ROC Curve

The ROC Curve appears when the model’s target is a binary feature.

The curve illustrates the performance of a particular model by showing the recall achievable as a function of the acceptable false positive rate. You can also use it to decide what is the best threshold value to use with your model.

How to read the ROC curve

ROC curve
Figure 1. The ROC Curve shows how many positive examples are correctly identified, as a function of how many negative examples are wrongly classified as positive. The threshold determines the point on the ROC curve where the model operates.

The horizontal axis represents the false positive rate, i.e., fall-out, or the probability of false alarm.
Lower values are better, meaning that the model predicts the positive class almost only when an example actually belongs to the positive class.

The vertical axis represents the true positive rate, i.e., the recall.
Higher values are better, meaning that the model seldom fails to identify an example of the positive class.

The ROC Curve shows the various trade-offs between false positive rate and recall where it is possible to operate a particular model.
The dot shows how the model operates with the currently selected Threshold value.

Interpretation of the curve

A good model should have a ROC curve that passes as close to the top left corner as possible. This means that the model can be operated with a low probability of false alarm, while still detecting most examples of the positive class.
A model that guesses randomly whether an example belongs to the positive class has a ROC Curve close to the Line of identity.

The area under the curve (AUC) metric gives a single value that lets you compare different models easily: values close to 1 mean that the ROC curve is almost ideal, and values close to 0.5 mean that the ROC curve is almost the line of identity, i.e., the model guesses randomly.

Interact with the ROC curve

Threshold and operating point

A perfect model outputs 1 when an example belongs to the positive class, and 0 otherwise.
However, in practice, the model output is a real number between 0 and 1, which gives you the opportunity to decide on the threshold value, e.g., 0.5, or 0.9, or 0.99, etc., above which a prediction is considered positive.

The value of the threshold affects the kind of error that the model makes, and moves the operating point along the ROC curve:

  • A lower threshold reduces the rate of false negative, but increases the risk of false alarm.
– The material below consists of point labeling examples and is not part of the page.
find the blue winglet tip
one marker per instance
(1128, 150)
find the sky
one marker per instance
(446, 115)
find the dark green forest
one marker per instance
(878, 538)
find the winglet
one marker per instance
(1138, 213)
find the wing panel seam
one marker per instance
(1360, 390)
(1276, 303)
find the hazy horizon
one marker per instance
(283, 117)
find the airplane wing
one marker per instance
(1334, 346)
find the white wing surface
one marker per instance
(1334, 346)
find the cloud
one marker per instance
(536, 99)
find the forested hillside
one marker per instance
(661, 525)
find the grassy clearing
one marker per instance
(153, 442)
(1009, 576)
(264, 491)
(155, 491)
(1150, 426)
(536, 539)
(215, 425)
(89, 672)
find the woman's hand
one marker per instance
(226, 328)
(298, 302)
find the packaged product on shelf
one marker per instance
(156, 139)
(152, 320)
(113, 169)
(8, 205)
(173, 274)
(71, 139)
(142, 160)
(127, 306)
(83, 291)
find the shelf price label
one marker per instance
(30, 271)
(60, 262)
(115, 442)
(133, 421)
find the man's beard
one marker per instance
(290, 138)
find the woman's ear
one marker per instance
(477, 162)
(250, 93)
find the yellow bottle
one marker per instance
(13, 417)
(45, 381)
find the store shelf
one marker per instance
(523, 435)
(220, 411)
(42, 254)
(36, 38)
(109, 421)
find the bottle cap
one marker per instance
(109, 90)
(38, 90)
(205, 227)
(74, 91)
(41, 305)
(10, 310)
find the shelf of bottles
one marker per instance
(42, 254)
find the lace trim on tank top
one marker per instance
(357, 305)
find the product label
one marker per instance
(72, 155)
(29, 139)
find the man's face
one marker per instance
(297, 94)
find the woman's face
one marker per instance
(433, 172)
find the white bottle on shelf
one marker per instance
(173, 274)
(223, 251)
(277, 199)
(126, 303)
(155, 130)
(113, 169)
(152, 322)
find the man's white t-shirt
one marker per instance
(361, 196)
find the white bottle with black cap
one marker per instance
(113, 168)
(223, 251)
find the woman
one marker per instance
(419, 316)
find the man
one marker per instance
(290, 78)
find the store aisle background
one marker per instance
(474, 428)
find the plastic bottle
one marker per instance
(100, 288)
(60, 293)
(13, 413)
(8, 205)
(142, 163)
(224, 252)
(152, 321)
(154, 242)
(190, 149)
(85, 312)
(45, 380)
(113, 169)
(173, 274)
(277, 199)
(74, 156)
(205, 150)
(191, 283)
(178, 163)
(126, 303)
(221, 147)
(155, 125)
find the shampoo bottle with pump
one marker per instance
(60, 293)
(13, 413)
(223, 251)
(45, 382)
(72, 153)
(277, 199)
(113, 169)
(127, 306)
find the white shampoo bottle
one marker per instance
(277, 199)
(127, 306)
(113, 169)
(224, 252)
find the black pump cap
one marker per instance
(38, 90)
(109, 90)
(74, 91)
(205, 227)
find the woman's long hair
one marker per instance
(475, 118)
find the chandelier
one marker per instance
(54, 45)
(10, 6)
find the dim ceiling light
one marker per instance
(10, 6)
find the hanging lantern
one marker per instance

  • A higher threshold reduces the rate of false positive, but increases the risk of ignoring positive examples.

The threshold slider

The Threshold slider allows you to vary the threshold between 0 and 1.

On the ROC curve, a dot will show the false positive rate and true positive rate of the model for this threshold.

The confusion matrix and predictions table are updated as well to reflect the current threshold value.

How to decide on a threshold

The threshold value allows you to control how the errors made by the model distribute between false positive and false negative. Some applications are more sensitive to one type of error than to the other, and in some applications both types of error are equally critical.

Use the Threshold slider to try different values and find a point on the ROC curve that is preferrable for your own application.

Note that you should avoid threshold values that correspond to the endpoints of the ROC curve. A model operating at one of these points classifies every example in the same way, regardless of the example, and so is not a useful model.

Examples:

ROC curve
Figure 2. The same model can be operated at different points of the ROC curve by changing the threshold value, according to whether false positives or false negatives are the most critical type of error for an application.
  • The Skin cancer detection tutorial shows how to highlight skin lesions on pictures.
    In medical applications, it is often preferable to identify every single sick patient so that they can receive treatment, even when this might cause false alarms (that a physician can manually dismiss later).
    In this case, we’d like the model to operate at a point of the ROC curve which has a true positive rate as high as possible, and we tolerate a larger false positive rate.

  • In a preemptive equipment monitoring system, a positive failure prediction may cause some equipment to be shipped for repair.
    In that case, it might be more cost effective to operate the model at a point of the ROC curve that has a low false positive rate, even though a larger fraction of failures might go undetected until the equipment actually breaks.